Lámpara es tu Palabra para mis pasos. (Dom III del T.O.)

“El sacerdote Esdras trajo el libro de la ley ante la comunidad. Leyó el libro en la plaza que está delante de la Puerta del Agua, desde la mañana hasta el mediodía, ante los hombres, las mujeres y los que tenían uso de razón. Todo el pueblo escuchaba con atención la lectura de la ley”. Celebramos el “domingo de la Palabra de Dios” por tercer año. ¡Qué importante y qué necesario que los creyentes valoremos, leamos y escuchemos; y sobre todo acojamos su Palabra! A veces necesitamos alguien que haga lo que el sacerdote Esdras, leer, leer incansablemente una Palabra diferente a la humana. Estamos saturados de palabras, algunas cansinas, otras interesadas, otras malintencionadas, que tratan de vendernos algo o persuadirnos de alguna cosa. Instagramers, políticos, publicistas, tertulianos y a veces también los sacerdotes… nos convertimos en  “profesionales de la palabra”, o mejor dicho de “las palabras”, de la verborrea. Pero cansan, hastían, no conmueven sino que remueven e invitan a dejar de oír, a cambiar de canal, a buscar algo diferente y auténtico. Eso diferente y auténtico, que anhela nuestro corazón, que necesita nuestra mente y nuestra vida se llama Palabra de Dios. Una Palabra que no nos regala el oído, no nos dice aquello que esperamos oír. Pero sí que ensancha nuestra vida, nos consuela a veces, nos desafía a crecer, a amar, a perdonar otras… nos empuja a la humildad y a la oración en medio de muchas luchas y adversidades. Una Palabra que aún siendo divina, pues está inspirada, es profundamente humana. Está hecha de vidas, de historias, de experiencias humanas: de pecado y de gracia, de sentimientos y de ideas de otros hombres y mujeres como nosotros, está hecha de negación y de afirmación a la voluntad de Dios.

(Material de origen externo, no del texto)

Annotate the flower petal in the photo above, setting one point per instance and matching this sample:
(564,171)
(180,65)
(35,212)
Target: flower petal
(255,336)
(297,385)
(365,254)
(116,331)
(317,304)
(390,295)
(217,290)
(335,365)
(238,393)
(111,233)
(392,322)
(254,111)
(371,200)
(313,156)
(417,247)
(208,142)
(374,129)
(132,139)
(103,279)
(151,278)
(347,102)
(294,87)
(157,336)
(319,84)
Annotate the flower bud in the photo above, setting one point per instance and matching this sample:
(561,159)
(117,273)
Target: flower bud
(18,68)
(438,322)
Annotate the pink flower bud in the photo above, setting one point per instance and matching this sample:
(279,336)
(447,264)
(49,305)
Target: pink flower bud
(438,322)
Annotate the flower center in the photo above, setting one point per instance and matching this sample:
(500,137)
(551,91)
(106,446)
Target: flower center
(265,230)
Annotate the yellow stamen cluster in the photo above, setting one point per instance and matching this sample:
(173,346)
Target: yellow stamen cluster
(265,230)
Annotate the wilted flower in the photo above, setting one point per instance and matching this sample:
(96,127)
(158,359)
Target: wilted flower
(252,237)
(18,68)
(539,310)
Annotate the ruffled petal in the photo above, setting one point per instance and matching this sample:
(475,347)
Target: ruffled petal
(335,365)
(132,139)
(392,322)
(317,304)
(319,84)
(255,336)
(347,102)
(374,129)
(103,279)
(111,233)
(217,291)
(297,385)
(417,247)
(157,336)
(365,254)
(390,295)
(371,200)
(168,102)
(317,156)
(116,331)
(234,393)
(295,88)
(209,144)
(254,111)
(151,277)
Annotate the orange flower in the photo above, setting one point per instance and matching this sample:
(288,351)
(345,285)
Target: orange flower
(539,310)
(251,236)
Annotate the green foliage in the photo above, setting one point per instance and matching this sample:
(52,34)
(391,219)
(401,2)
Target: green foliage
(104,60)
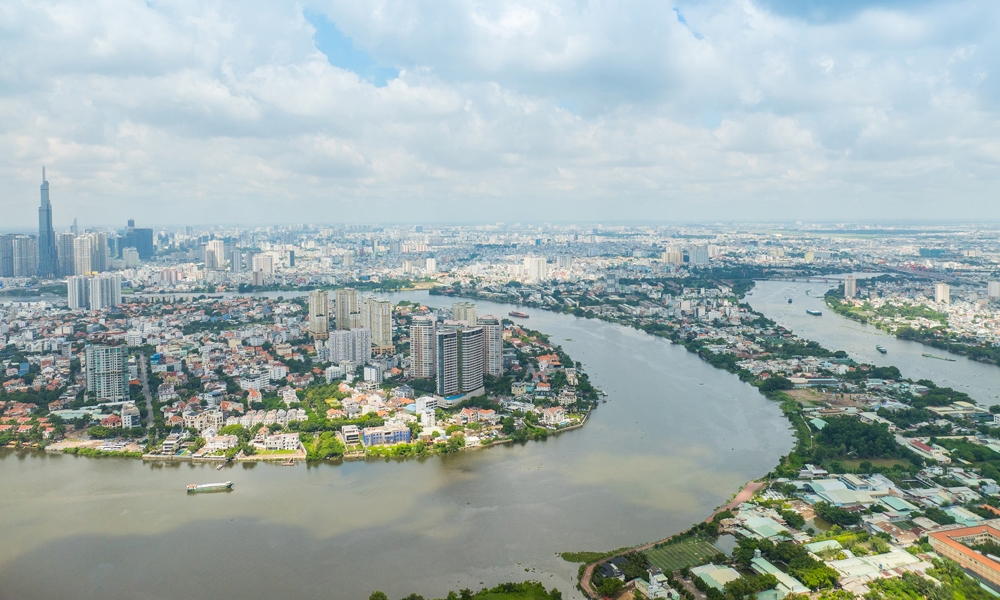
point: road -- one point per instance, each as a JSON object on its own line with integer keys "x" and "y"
{"x": 146, "y": 393}
{"x": 745, "y": 494}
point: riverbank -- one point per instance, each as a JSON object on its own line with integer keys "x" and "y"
{"x": 934, "y": 337}
{"x": 751, "y": 360}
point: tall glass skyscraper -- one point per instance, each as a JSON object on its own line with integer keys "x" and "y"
{"x": 46, "y": 235}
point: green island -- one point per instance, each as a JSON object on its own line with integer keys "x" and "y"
{"x": 835, "y": 441}
{"x": 913, "y": 322}
{"x": 528, "y": 590}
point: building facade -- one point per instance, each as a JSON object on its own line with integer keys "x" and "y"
{"x": 106, "y": 370}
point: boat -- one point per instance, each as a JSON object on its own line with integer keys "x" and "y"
{"x": 195, "y": 488}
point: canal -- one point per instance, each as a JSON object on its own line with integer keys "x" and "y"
{"x": 675, "y": 439}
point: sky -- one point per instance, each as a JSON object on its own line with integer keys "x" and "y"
{"x": 246, "y": 112}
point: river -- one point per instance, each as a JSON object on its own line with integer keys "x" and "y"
{"x": 981, "y": 381}
{"x": 676, "y": 438}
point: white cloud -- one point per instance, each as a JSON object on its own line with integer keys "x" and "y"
{"x": 213, "y": 112}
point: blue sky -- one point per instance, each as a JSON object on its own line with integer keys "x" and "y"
{"x": 341, "y": 52}
{"x": 334, "y": 111}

Todavía alguno puede preguntarse, pero ¿por qué necesito yo la Palabra de Dios si ya hago muchas cosas santas en mi práctica de fe (rosario, adoración, santa misa…)? Pues por la dureza de nuestro corazón humano. Tendemos a hacer monólogos, discursos cerrados en los que nos autojustificamos, y buscamos “autosostenernos”, reafirmarnos al margen de Dios. Sólo la acogida sincera de la Palabra de Dios que nos desinstala y rompe nuestras inercias puede volvernos continuamente al camino de Dios, a sus senderos santos, a su voluntad. Las inercias humanas, nuestra pequeñez que busca seguridad en las cosas más mundanas y se enorgullece de sus “buenas obras”, nos aleja con frecuencia de Dios y de su Palabra. Por eso el salmista le dice a Dios después de escucharle: “Que te agraden las palabras de mi boca, y llegue a tu presencia el meditar de mi corazón, Señor, roca mía, redentor mío”.

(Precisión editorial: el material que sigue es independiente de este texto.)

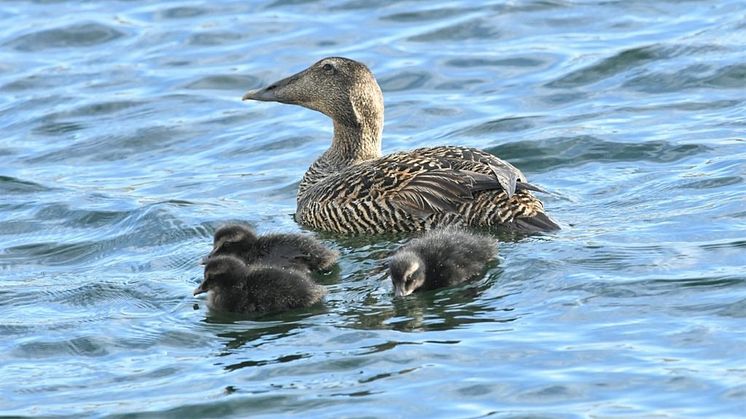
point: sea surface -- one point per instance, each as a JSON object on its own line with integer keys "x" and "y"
{"x": 124, "y": 144}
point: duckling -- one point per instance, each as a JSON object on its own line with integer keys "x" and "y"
{"x": 281, "y": 250}
{"x": 353, "y": 189}
{"x": 236, "y": 287}
{"x": 440, "y": 258}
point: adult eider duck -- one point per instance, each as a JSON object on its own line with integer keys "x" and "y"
{"x": 236, "y": 287}
{"x": 351, "y": 188}
{"x": 294, "y": 251}
{"x": 440, "y": 258}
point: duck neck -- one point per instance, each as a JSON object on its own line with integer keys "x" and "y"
{"x": 352, "y": 144}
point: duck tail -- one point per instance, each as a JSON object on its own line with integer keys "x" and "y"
{"x": 534, "y": 224}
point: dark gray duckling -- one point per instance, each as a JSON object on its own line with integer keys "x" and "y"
{"x": 440, "y": 258}
{"x": 294, "y": 251}
{"x": 353, "y": 188}
{"x": 239, "y": 288}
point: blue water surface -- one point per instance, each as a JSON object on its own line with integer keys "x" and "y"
{"x": 125, "y": 144}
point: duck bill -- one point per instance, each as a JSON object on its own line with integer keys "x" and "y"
{"x": 275, "y": 92}
{"x": 199, "y": 290}
{"x": 266, "y": 94}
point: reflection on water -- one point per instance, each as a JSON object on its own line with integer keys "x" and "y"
{"x": 125, "y": 145}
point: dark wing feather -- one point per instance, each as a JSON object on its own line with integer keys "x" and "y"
{"x": 466, "y": 158}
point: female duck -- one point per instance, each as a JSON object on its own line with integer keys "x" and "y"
{"x": 351, "y": 188}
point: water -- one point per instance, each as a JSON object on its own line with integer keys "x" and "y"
{"x": 125, "y": 143}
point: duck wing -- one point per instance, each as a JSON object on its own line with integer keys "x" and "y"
{"x": 510, "y": 178}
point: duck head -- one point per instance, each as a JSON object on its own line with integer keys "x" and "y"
{"x": 341, "y": 88}
{"x": 407, "y": 272}
{"x": 232, "y": 239}
{"x": 222, "y": 272}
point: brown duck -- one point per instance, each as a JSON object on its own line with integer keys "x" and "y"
{"x": 351, "y": 188}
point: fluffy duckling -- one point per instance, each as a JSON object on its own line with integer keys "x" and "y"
{"x": 294, "y": 251}
{"x": 236, "y": 287}
{"x": 440, "y": 258}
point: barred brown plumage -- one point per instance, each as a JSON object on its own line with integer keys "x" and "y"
{"x": 351, "y": 188}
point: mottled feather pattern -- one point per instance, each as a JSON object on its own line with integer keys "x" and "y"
{"x": 417, "y": 190}
{"x": 352, "y": 189}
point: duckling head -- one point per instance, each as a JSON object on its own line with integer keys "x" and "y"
{"x": 343, "y": 89}
{"x": 232, "y": 239}
{"x": 407, "y": 272}
{"x": 221, "y": 272}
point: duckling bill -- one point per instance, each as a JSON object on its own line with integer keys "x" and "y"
{"x": 352, "y": 188}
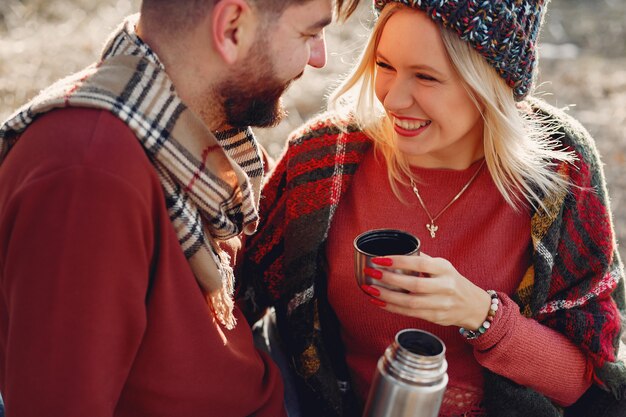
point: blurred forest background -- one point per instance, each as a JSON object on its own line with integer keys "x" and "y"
{"x": 582, "y": 66}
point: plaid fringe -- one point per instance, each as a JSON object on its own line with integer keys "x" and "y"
{"x": 211, "y": 182}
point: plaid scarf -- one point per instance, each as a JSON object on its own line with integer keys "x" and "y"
{"x": 211, "y": 182}
{"x": 575, "y": 285}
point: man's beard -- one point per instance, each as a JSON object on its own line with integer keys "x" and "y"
{"x": 252, "y": 95}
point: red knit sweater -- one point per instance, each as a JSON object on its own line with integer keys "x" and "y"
{"x": 100, "y": 314}
{"x": 489, "y": 243}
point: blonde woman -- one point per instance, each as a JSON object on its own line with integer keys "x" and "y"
{"x": 435, "y": 133}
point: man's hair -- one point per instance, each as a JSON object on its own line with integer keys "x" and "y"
{"x": 179, "y": 14}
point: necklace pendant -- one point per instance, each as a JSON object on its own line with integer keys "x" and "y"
{"x": 432, "y": 229}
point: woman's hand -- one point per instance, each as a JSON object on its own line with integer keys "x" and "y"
{"x": 441, "y": 295}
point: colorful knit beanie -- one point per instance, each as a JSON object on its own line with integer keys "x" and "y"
{"x": 503, "y": 31}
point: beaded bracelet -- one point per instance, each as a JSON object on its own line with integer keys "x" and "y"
{"x": 473, "y": 334}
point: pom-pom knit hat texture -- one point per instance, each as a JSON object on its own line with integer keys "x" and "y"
{"x": 503, "y": 31}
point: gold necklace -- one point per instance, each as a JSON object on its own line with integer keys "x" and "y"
{"x": 431, "y": 227}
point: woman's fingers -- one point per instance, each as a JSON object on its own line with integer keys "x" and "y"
{"x": 421, "y": 263}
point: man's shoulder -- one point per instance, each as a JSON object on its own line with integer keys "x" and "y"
{"x": 87, "y": 141}
{"x": 93, "y": 138}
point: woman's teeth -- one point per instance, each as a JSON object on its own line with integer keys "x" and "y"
{"x": 411, "y": 124}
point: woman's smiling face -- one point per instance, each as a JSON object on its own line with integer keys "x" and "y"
{"x": 436, "y": 122}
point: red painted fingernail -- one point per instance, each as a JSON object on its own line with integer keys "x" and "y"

Jesús actualiza y comunica mejor que nadie la Palabra de Dios. De hecho, ¡Él ES la Palabra de Dios hecha carne! Por eso su primera predicación en la Sinagoga de Nazaret no podía ser más impactante. Poniendo en vigor lo que Isaías escribió en su día: «El Espíritu del Señor está sobre mí, porque él me ha ungido. Me ha enviado a evangelizar a los pobres, a proclamar a los cautivos la libertad, y a los ciegos, la vista; a poner en libertad a los oprimidos; a proclamar el año de gracia del Señor». Jesús nos dice como Testigo gozoso de la obra de Dios, lo que ocurre cuando acogemos esa  Palabra y nos dejamos llenar por su Espíritu: el Evangelio -la Buena Noticia- se proclama, se anuncia la libertad, hay sanación, liberación y gozo para todos los que sufren y los pobres. Su Palabra es transformadora y eficaz. Cambia los corazones. Renueva las mentes. Y nos empuja al compromiso y a la solidaridad con todos los sufrientes, con todos los marginados y pobres. A quien acoge esta Palabra le posee el mismo Espíritu de Dios que es misericordioso y fiel, que no abandona a nadie. Dios nos ayuda a ser “personas-para-los-demás”, totalmente compasivos, totalmente acogedores para quien más lo necesita. Abre los oídos y el alma, hermano, para que la Palabra te cambie.